The recommended dose is 600,000 to 1,000,000 units/day IM for at least 10 days.

Pneumonia:

Moderately severe (uncomplicated) infections due to susceptible pneumococci:

The recommended dose is 600,000 to 1,000,000 units/day IM.

Bacterial infection:

Moderately severe to severe infections due to susceptible staphylococci and uncomplicated infections due to Erysipelothrix rhusiopathiae: The recommended dose is 600,000 to 1,000,000 units/day IM.

Bejel, pinta, and yaws: The usual treatment is the same as for syphilis in the corresponding stage of disease.

Anthrax prophylaxis:

The recommended dose is 1.2 million units IM every 12 hours.

Duration: Anthrax prophylaxis should continue for 60 days.
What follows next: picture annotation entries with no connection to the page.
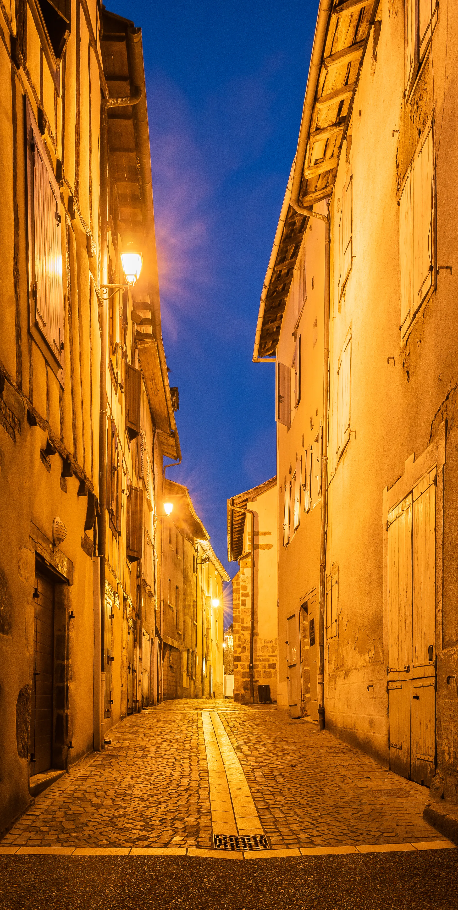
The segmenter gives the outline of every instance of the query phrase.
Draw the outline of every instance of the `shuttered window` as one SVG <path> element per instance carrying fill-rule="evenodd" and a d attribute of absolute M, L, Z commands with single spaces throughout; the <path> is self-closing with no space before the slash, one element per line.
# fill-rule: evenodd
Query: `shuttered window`
<path fill-rule="evenodd" d="M 49 362 L 63 385 L 60 190 L 28 100 L 26 143 L 30 325 L 45 339 Z"/>
<path fill-rule="evenodd" d="M 326 638 L 337 638 L 338 574 L 330 576 L 326 585 Z"/>
<path fill-rule="evenodd" d="M 122 452 L 116 424 L 108 426 L 108 458 L 107 459 L 107 501 L 112 530 L 121 532 Z"/>
<path fill-rule="evenodd" d="M 342 209 L 339 222 L 339 297 L 351 269 L 353 233 L 353 180 L 342 191 Z"/>
<path fill-rule="evenodd" d="M 143 490 L 130 487 L 127 496 L 127 559 L 137 562 L 143 555 Z"/>
<path fill-rule="evenodd" d="M 285 507 L 283 511 L 283 546 L 286 547 L 290 540 L 290 497 L 291 492 L 290 483 L 285 484 Z"/>
<path fill-rule="evenodd" d="M 399 200 L 402 340 L 435 283 L 433 152 L 431 121 L 407 171 Z"/>
<path fill-rule="evenodd" d="M 284 363 L 277 363 L 277 410 L 276 420 L 285 427 L 290 426 L 290 369 Z"/>
<path fill-rule="evenodd" d="M 293 518 L 293 529 L 299 527 L 299 522 L 300 521 L 300 490 L 301 490 L 301 459 L 298 458 L 296 461 L 296 471 L 294 474 L 295 484 L 294 484 L 294 518 Z"/>
<path fill-rule="evenodd" d="M 351 389 L 351 331 L 345 339 L 337 372 L 337 460 L 350 440 Z"/>
<path fill-rule="evenodd" d="M 292 298 L 295 325 L 297 325 L 298 319 L 302 312 L 304 303 L 307 299 L 307 285 L 305 276 L 305 243 L 302 243 L 296 260 L 296 265 L 294 267 L 291 286 L 290 288 L 290 295 Z"/>
<path fill-rule="evenodd" d="M 126 364 L 126 430 L 129 440 L 140 432 L 141 373 L 130 363 Z"/>

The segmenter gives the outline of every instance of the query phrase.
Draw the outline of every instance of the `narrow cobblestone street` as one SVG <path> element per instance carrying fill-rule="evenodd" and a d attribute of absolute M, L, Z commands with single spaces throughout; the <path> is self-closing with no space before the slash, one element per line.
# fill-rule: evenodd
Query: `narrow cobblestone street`
<path fill-rule="evenodd" d="M 276 706 L 209 703 L 272 850 L 443 842 L 429 791 Z M 202 705 L 163 703 L 114 727 L 14 825 L 1 848 L 212 847 Z"/>

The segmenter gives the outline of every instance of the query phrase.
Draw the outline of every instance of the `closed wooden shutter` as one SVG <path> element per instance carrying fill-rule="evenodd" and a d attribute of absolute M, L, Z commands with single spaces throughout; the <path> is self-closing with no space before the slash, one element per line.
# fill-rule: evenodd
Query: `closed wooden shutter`
<path fill-rule="evenodd" d="M 283 511 L 283 546 L 286 547 L 290 540 L 290 483 L 285 485 L 285 507 Z"/>
<path fill-rule="evenodd" d="M 341 289 L 345 284 L 351 268 L 352 255 L 352 224 L 353 224 L 353 180 L 350 180 L 343 193 L 343 240 L 342 240 L 342 275 Z"/>
<path fill-rule="evenodd" d="M 401 336 L 404 337 L 410 322 L 412 303 L 413 232 L 412 180 L 411 170 L 399 201 L 399 267 L 401 279 Z"/>
<path fill-rule="evenodd" d="M 140 432 L 141 373 L 130 363 L 126 364 L 126 430 L 129 440 Z"/>
<path fill-rule="evenodd" d="M 63 384 L 64 299 L 62 290 L 60 190 L 34 115 L 26 101 L 27 216 L 31 324 L 53 355 Z"/>
<path fill-rule="evenodd" d="M 130 487 L 127 496 L 127 559 L 141 560 L 143 551 L 143 490 Z"/>
<path fill-rule="evenodd" d="M 300 490 L 302 487 L 301 466 L 302 460 L 300 457 L 296 461 L 296 484 L 294 487 L 294 531 L 296 531 L 296 528 L 299 526 L 299 522 L 300 521 Z"/>
<path fill-rule="evenodd" d="M 433 124 L 413 162 L 412 227 L 415 312 L 433 287 Z"/>
<path fill-rule="evenodd" d="M 277 412 L 279 423 L 290 428 L 290 369 L 284 363 L 277 363 Z"/>

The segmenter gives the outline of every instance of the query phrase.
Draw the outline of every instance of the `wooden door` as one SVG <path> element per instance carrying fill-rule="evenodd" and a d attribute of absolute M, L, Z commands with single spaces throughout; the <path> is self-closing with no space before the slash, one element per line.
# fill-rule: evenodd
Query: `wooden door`
<path fill-rule="evenodd" d="M 288 660 L 288 705 L 290 717 L 300 717 L 300 645 L 299 638 L 299 612 L 286 621 L 286 645 Z"/>
<path fill-rule="evenodd" d="M 34 595 L 30 773 L 39 774 L 53 763 L 54 584 L 36 575 Z"/>
<path fill-rule="evenodd" d="M 435 471 L 413 490 L 412 779 L 429 786 L 435 762 Z"/>
<path fill-rule="evenodd" d="M 388 711 L 390 766 L 411 773 L 412 493 L 388 516 Z"/>
<path fill-rule="evenodd" d="M 127 634 L 127 714 L 131 714 L 134 710 L 134 630 L 129 622 Z"/>

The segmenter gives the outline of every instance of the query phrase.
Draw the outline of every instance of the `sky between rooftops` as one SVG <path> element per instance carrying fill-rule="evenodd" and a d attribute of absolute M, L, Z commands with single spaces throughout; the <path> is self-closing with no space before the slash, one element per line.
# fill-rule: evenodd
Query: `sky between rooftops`
<path fill-rule="evenodd" d="M 141 26 L 162 334 L 185 483 L 228 563 L 226 500 L 276 470 L 256 321 L 296 152 L 316 2 L 111 0 Z"/>

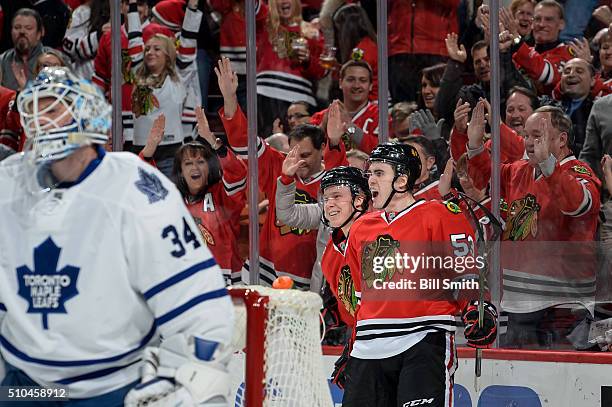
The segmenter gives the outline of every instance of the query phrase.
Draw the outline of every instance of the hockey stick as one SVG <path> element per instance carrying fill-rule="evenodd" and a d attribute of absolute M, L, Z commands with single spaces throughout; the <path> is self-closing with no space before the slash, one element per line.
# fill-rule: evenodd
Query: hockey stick
<path fill-rule="evenodd" d="M 484 235 L 484 228 L 480 223 L 478 217 L 474 213 L 472 209 L 472 205 L 470 205 L 470 201 L 475 204 L 480 210 L 484 212 L 484 214 L 489 218 L 489 221 L 493 225 L 493 234 L 489 237 L 489 242 L 494 242 L 501 236 L 502 232 L 502 224 L 497 219 L 491 211 L 489 211 L 484 205 L 480 202 L 476 201 L 473 198 L 470 198 L 466 194 L 462 192 L 457 193 L 460 200 L 465 203 L 465 206 L 468 209 L 468 213 L 470 214 L 471 220 L 475 223 L 476 229 L 476 243 L 478 245 L 478 252 L 482 253 L 483 256 L 483 264 L 482 267 L 478 268 L 478 328 L 482 328 L 484 324 L 484 293 L 485 293 L 485 284 L 486 284 L 486 274 L 489 272 L 489 250 L 487 250 L 487 244 Z M 492 245 L 488 245 L 488 247 L 492 247 Z M 478 389 L 478 378 L 482 374 L 482 349 L 476 349 L 476 359 L 474 361 L 474 389 Z"/>

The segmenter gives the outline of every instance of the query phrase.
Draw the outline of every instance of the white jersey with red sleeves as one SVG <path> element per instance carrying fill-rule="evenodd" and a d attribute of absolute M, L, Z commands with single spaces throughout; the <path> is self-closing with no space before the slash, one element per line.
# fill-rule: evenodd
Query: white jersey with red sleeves
<path fill-rule="evenodd" d="M 242 259 L 238 253 L 240 212 L 246 203 L 246 165 L 231 150 L 219 157 L 223 178 L 208 188 L 202 199 L 187 201 L 203 240 L 221 267 L 227 284 L 240 282 Z"/>
<path fill-rule="evenodd" d="M 315 113 L 310 118 L 310 123 L 321 126 L 326 118 L 328 109 Z M 363 131 L 361 140 L 344 140 L 347 149 L 357 147 L 366 154 L 370 154 L 378 141 L 378 103 L 368 102 L 352 118 L 352 123 Z"/>
<path fill-rule="evenodd" d="M 240 107 L 229 119 L 223 109 L 219 115 L 227 132 L 230 145 L 239 157 L 247 156 L 247 120 Z M 285 155 L 270 147 L 261 138 L 258 139 L 257 155 L 259 159 L 259 188 L 266 193 L 270 201 L 268 214 L 260 231 L 260 264 L 259 274 L 263 284 L 271 285 L 276 277 L 291 277 L 296 287 L 308 289 L 312 267 L 317 257 L 314 230 L 294 228 L 281 223 L 276 218 L 276 181 L 281 175 Z M 347 165 L 344 146 L 324 151 L 325 168 Z M 324 171 L 316 173 L 308 180 L 296 177 L 295 203 L 307 204 L 318 202 L 321 178 Z M 244 281 L 248 281 L 248 266 L 245 264 Z"/>
<path fill-rule="evenodd" d="M 366 284 L 374 271 L 364 257 L 378 255 L 382 240 L 410 244 L 411 242 L 439 242 L 440 245 L 462 242 L 469 247 L 474 233 L 463 213 L 437 201 L 419 200 L 396 213 L 392 219 L 386 212 L 366 214 L 353 223 L 348 238 L 347 264 L 355 283 L 356 295 L 361 298 L 356 312 L 355 342 L 351 356 L 360 359 L 379 359 L 398 355 L 421 341 L 428 332 L 454 332 L 455 315 L 466 304 L 465 300 L 398 299 L 376 301 L 364 295 Z M 371 254 L 367 254 L 366 251 Z M 428 255 L 430 253 L 425 253 Z M 448 253 L 454 256 L 455 253 Z M 457 253 L 459 254 L 459 253 Z M 388 255 L 388 253 L 387 253 Z M 366 264 L 367 263 L 367 264 Z M 419 270 L 416 270 L 418 275 Z"/>

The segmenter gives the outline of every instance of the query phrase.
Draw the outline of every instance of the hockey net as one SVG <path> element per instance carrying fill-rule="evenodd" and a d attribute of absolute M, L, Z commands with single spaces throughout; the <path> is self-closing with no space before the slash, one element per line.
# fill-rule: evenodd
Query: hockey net
<path fill-rule="evenodd" d="M 242 365 L 231 367 L 235 406 L 331 406 L 319 336 L 321 298 L 261 286 L 232 288 L 230 294 L 236 309 L 234 361 Z"/>

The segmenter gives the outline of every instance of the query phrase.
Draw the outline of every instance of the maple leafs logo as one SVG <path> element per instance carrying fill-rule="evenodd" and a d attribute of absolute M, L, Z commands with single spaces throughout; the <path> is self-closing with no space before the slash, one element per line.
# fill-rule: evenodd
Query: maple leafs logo
<path fill-rule="evenodd" d="M 41 314 L 44 329 L 49 329 L 49 314 L 66 314 L 64 303 L 76 296 L 79 268 L 57 269 L 61 249 L 51 237 L 34 248 L 34 271 L 28 266 L 17 268 L 18 294 L 28 304 L 27 312 Z"/>
<path fill-rule="evenodd" d="M 166 199 L 168 190 L 162 185 L 160 179 L 155 174 L 146 172 L 138 167 L 138 176 L 140 179 L 135 182 L 136 188 L 147 196 L 150 204 Z"/>

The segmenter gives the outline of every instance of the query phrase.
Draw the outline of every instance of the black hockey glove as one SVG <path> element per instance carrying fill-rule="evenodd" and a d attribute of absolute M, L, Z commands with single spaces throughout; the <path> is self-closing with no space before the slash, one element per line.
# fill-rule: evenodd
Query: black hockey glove
<path fill-rule="evenodd" d="M 335 383 L 336 386 L 344 389 L 344 384 L 346 383 L 346 375 L 345 369 L 346 364 L 348 362 L 349 355 L 351 353 L 351 341 L 347 341 L 346 345 L 344 345 L 344 350 L 342 351 L 342 355 L 336 360 L 334 363 L 334 372 L 332 373 L 332 383 Z"/>
<path fill-rule="evenodd" d="M 478 301 L 472 300 L 463 310 L 461 316 L 465 324 L 465 339 L 472 348 L 488 348 L 497 336 L 497 310 L 488 301 L 484 301 L 482 328 L 478 327 Z"/>

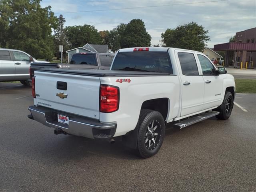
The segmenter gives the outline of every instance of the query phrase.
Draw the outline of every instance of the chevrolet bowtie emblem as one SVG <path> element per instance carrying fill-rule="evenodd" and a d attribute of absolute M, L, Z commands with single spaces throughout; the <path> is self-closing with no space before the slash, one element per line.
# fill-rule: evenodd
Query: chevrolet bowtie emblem
<path fill-rule="evenodd" d="M 57 93 L 56 96 L 60 97 L 61 99 L 64 99 L 68 97 L 68 94 L 64 94 L 64 93 Z"/>

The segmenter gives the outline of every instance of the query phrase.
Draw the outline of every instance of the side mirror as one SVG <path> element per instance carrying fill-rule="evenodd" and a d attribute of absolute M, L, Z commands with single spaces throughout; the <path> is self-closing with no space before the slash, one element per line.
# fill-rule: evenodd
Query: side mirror
<path fill-rule="evenodd" d="M 30 57 L 29 57 L 29 61 L 30 61 L 30 62 L 34 61 L 34 59 L 33 58 L 33 57 L 32 57 L 32 56 L 30 56 Z"/>
<path fill-rule="evenodd" d="M 228 72 L 227 69 L 225 67 L 218 67 L 218 72 L 219 74 L 226 74 Z"/>

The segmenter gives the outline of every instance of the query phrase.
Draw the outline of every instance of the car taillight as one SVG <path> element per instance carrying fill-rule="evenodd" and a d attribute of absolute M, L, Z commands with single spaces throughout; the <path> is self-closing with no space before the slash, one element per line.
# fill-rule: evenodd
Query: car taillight
<path fill-rule="evenodd" d="M 100 111 L 110 113 L 117 111 L 119 106 L 119 88 L 115 86 L 100 85 Z"/>
<path fill-rule="evenodd" d="M 149 51 L 149 48 L 148 47 L 138 47 L 134 48 L 133 51 Z"/>
<path fill-rule="evenodd" d="M 36 80 L 36 77 L 34 76 L 32 78 L 32 96 L 34 98 L 36 98 L 36 88 L 35 87 L 35 81 Z"/>

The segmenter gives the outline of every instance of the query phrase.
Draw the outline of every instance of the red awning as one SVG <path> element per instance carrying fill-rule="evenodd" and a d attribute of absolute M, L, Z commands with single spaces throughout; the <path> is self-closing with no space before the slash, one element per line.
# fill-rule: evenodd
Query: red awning
<path fill-rule="evenodd" d="M 214 51 L 247 51 L 256 52 L 256 43 L 226 43 L 214 45 Z"/>

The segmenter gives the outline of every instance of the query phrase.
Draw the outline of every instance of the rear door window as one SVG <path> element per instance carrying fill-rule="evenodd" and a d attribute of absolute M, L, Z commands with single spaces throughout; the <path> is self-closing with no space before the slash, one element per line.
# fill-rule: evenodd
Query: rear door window
<path fill-rule="evenodd" d="M 71 64 L 97 65 L 95 54 L 78 54 L 73 55 Z"/>
<path fill-rule="evenodd" d="M 19 61 L 30 61 L 29 56 L 26 54 L 18 51 L 13 51 L 14 60 Z"/>
<path fill-rule="evenodd" d="M 0 60 L 10 61 L 11 57 L 9 51 L 0 50 Z"/>
<path fill-rule="evenodd" d="M 170 55 L 166 51 L 119 52 L 111 70 L 173 73 Z"/>
<path fill-rule="evenodd" d="M 112 63 L 112 56 L 107 55 L 100 55 L 99 56 L 102 66 L 110 67 Z"/>
<path fill-rule="evenodd" d="M 215 75 L 215 68 L 212 63 L 203 55 L 198 54 L 197 56 L 201 65 L 203 75 Z"/>
<path fill-rule="evenodd" d="M 178 56 L 182 74 L 185 75 L 198 75 L 198 70 L 193 53 L 179 52 Z"/>

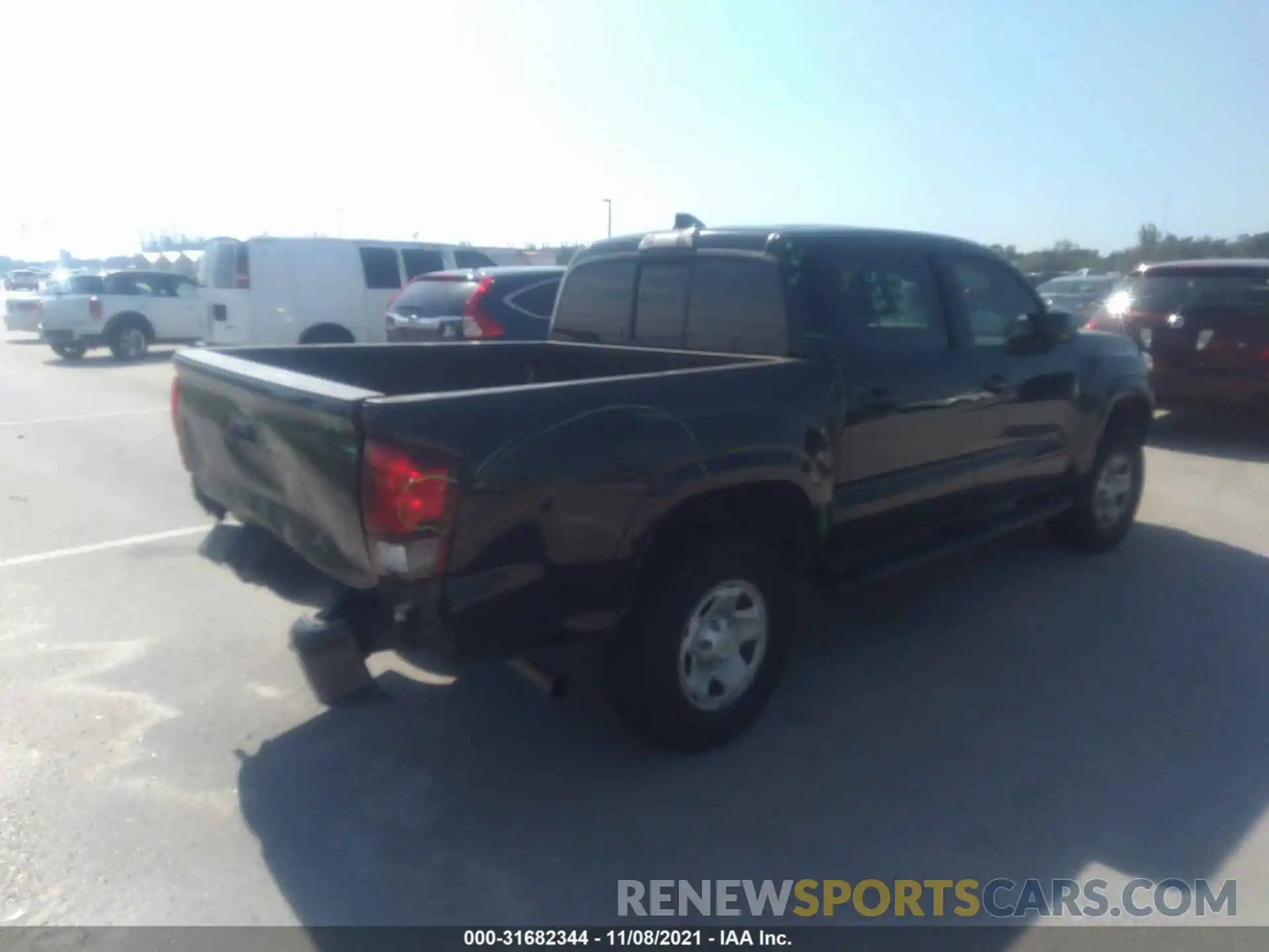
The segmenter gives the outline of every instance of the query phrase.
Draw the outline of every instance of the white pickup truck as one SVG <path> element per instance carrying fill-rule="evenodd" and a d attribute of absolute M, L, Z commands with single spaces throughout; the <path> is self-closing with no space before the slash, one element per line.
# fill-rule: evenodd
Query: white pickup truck
<path fill-rule="evenodd" d="M 184 274 L 74 274 L 39 296 L 39 333 L 67 360 L 94 347 L 109 347 L 118 360 L 136 360 L 151 344 L 199 340 L 206 311 L 198 283 Z"/>

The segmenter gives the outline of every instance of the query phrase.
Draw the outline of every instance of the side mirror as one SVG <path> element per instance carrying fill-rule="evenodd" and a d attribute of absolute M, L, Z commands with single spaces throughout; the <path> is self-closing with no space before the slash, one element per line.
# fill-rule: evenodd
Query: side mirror
<path fill-rule="evenodd" d="M 1032 330 L 1044 344 L 1061 344 L 1075 340 L 1080 329 L 1080 319 L 1066 311 L 1039 311 L 1030 315 Z"/>

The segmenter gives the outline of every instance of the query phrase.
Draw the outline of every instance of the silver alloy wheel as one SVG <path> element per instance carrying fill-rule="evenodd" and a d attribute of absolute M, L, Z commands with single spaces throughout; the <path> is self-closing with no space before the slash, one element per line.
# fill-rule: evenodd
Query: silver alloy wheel
<path fill-rule="evenodd" d="M 141 327 L 124 327 L 119 333 L 119 349 L 123 355 L 136 359 L 146 352 L 146 334 Z"/>
<path fill-rule="evenodd" d="M 679 645 L 679 687 L 693 707 L 720 711 L 758 675 L 766 655 L 766 600 L 756 585 L 722 581 L 697 602 Z"/>
<path fill-rule="evenodd" d="M 1093 519 L 1099 529 L 1112 529 L 1132 501 L 1132 461 L 1124 452 L 1112 453 L 1101 463 L 1093 487 Z"/>

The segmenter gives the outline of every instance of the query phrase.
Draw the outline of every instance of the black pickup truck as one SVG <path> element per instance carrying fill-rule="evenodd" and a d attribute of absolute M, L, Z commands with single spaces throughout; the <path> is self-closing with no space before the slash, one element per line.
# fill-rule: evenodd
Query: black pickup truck
<path fill-rule="evenodd" d="M 694 222 L 577 254 L 549 340 L 183 350 L 173 418 L 237 522 L 204 553 L 320 583 L 292 644 L 324 702 L 374 651 L 602 637 L 619 710 L 699 750 L 775 687 L 792 574 L 1123 538 L 1146 363 L 1076 325 L 966 241 Z"/>

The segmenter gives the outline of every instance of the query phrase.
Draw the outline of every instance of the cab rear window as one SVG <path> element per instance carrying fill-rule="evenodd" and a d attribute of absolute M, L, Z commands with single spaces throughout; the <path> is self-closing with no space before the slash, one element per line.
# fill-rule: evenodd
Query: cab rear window
<path fill-rule="evenodd" d="M 577 265 L 552 336 L 599 344 L 774 354 L 788 350 L 774 261 L 756 256 L 628 258 Z"/>

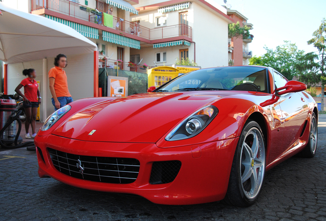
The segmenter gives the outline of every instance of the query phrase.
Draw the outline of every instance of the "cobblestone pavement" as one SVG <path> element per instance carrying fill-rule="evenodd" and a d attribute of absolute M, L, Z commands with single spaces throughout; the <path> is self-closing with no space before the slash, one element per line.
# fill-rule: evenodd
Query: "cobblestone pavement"
<path fill-rule="evenodd" d="M 320 115 L 318 127 L 315 158 L 294 157 L 268 171 L 259 200 L 247 208 L 220 202 L 159 205 L 136 195 L 72 187 L 39 179 L 34 152 L 2 151 L 0 220 L 326 220 L 326 115 Z"/>

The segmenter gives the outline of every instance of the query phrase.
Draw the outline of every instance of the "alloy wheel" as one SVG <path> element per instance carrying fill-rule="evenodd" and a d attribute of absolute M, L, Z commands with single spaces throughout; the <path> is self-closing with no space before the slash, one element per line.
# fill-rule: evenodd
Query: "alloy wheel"
<path fill-rule="evenodd" d="M 246 196 L 254 199 L 259 193 L 265 172 L 265 147 L 259 130 L 248 131 L 242 145 L 240 171 L 242 190 Z"/>

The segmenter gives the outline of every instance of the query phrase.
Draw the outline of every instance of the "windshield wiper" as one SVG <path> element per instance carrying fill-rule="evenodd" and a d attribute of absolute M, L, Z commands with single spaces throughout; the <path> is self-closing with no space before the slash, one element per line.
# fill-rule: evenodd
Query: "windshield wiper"
<path fill-rule="evenodd" d="M 167 91 L 167 90 L 163 90 L 160 89 L 160 90 L 157 90 L 157 91 L 154 91 L 154 92 L 169 92 L 169 91 Z"/>
<path fill-rule="evenodd" d="M 230 91 L 229 89 L 215 89 L 213 87 L 186 87 L 174 90 L 174 91 Z"/>

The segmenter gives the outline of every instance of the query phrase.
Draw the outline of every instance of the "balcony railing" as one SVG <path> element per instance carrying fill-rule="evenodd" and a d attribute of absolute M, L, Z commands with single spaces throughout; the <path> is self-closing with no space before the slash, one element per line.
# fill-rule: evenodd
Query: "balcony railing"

Safety of procaine penicillin has not been established for more than 2 weeks of use. Consider an alternate treatment beyond 2 weeks.

Cutaneous Bacillus anthracis:

The recommended dose is 600,000 to 1,000,000 units/day IM.

Although 5 to 10 days of treatment may be adequate for mild, uncomplicated cutaneous anthrax (naturally occurring or endemic exposures), the Centers for Disease Control and Prevention (CDC) recommend continuing therapy for 60 days if cutaneous anthrax occurs as a result of exposure to aerosolized Bacillus anthracis spores.

Neurosyphilis:

The recommended dose is 600,000 units/day IM for 10 to 15 days.

Total dose: 6 to 9 million units.

If compliance can be ensured, the CDC recommends: Procaine penicillin 2.4 million units IM once a day plus probenecid 500 mg orally 4 times a day for 10 to 14 days; may follow with penicillin G benzathine 2.4 million units IM once a week for up to 3 weeks.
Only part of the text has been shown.